L'hybride selon McBrideLes œuvres métissées de l’artiste brouillent les frontières entre disciplines, entre matériaux, pour mieux souligner les ambiguités de notre civilisation.
| Rita Mc Bride, Toyota, 1990.
© Photo Douglas M.Parker,
courtesy: IAC Villeurbanne-Lyon. |
VILLEURBANNE. «Croissance générale» est la première exposition personnelle de Rita McBride en France. Née en 1960 à Des Moines dans l'Iowa, elle a vécu son «Œdipe artistique» sous la tutelle du mouvement minimaliste (Donald Judd, Robert Morris…). Un complexe rapidement liquidé avec l'élaboration d'une œuvre atypique marquée par l'humour, l'ambivalence, le détournement et le souci du présent. Du minimalisme, elle n'a conservé que certains aspects formels et l'idée d'expérience spécifique du spectateur avec l'objet. Au-delà, ses sculptures et installations renouent avec les notions de sens, de contexte et de représentation. L'artiste, en outre, procède à de fertiles croisements entre les disciplines (art, design, architecture), les pratiques (art, artisanat, procédés techniques) et les matériaux (triviaux, nobles, industriels).
Croissance générale ?
Le titre choisi par McBride est un clin d'œil à une époque soumise, de part en part, au paradigme économique.
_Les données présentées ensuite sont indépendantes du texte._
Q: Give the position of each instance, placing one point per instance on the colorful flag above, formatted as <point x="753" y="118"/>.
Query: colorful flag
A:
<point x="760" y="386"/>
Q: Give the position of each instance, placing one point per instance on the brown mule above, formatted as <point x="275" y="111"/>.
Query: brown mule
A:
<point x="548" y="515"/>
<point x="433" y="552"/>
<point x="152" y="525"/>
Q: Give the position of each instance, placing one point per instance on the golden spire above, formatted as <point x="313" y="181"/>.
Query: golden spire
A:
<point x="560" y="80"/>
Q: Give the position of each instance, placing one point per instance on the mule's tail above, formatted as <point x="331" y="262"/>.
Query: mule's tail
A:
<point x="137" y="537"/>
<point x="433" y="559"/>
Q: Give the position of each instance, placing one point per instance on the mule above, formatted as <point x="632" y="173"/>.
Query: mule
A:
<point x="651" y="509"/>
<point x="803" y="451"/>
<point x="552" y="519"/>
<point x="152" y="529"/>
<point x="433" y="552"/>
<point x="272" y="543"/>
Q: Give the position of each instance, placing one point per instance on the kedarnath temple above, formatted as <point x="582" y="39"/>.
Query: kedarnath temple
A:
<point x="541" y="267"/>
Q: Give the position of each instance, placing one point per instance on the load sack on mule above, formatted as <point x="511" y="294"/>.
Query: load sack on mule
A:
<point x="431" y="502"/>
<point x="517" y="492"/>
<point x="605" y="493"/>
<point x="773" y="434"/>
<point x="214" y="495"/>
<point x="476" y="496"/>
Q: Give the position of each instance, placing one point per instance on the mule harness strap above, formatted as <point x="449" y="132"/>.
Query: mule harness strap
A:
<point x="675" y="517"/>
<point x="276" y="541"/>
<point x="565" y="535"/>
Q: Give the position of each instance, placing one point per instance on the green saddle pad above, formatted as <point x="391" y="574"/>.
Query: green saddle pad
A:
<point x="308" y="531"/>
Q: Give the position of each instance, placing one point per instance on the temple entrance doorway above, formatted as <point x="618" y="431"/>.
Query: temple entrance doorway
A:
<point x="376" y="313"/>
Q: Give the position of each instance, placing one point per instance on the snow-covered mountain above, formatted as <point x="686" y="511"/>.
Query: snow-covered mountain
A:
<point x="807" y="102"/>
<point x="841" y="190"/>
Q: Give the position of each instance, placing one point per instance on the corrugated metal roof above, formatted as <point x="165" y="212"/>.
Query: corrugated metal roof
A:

Les œuvres présentées, s'étalant de 1990 à 2002, s'offrent comme un parcours à la fois ludique, tactile et réflexif, sur les traces de cette modernité. L’exposition s'ouvre sur une œuvre clé : Backsliding, Sideslipping, one Great Leap and the Forbidden, reproduction partielle du rez-de-chaussée de la Villa Savoye de Le Corbusier. Rita McBride relit et réaménage ce symbole de l'architecture contemporaine. Une sorte de verrue, digne de Cronenberg, saille d'une colonne immaculée, onze petits bossus en bronze se suivent en file indienne, une forme organique en verre gît sur une marche… Autant de brèches, d'intrus introduits par l'artiste afin de bousculer les idées reçues. Ce sens, presque musical, du contrepoint se retrouve tout au long de l'exposition où l'objet imposant côtoie la sculpture miniature, le bronze le plastique, l'abstrait le figuratif. Avec la poésie du contrepoint ou l'ironie du contre-pied, McBride retourne et réinvestit les icônes de la civilisation industrielle (centrale nucléaire, consoles de jeux, automobile), comme les structures de l'espace public (arènes, parkings). L'exposition est, pour le visiteur, une suite d'expériences concrètes et jubilatoires. Chacune l'invite à s'interroger sur les significations et les hiérarchies cachées d'un environnement vécu au quotidien.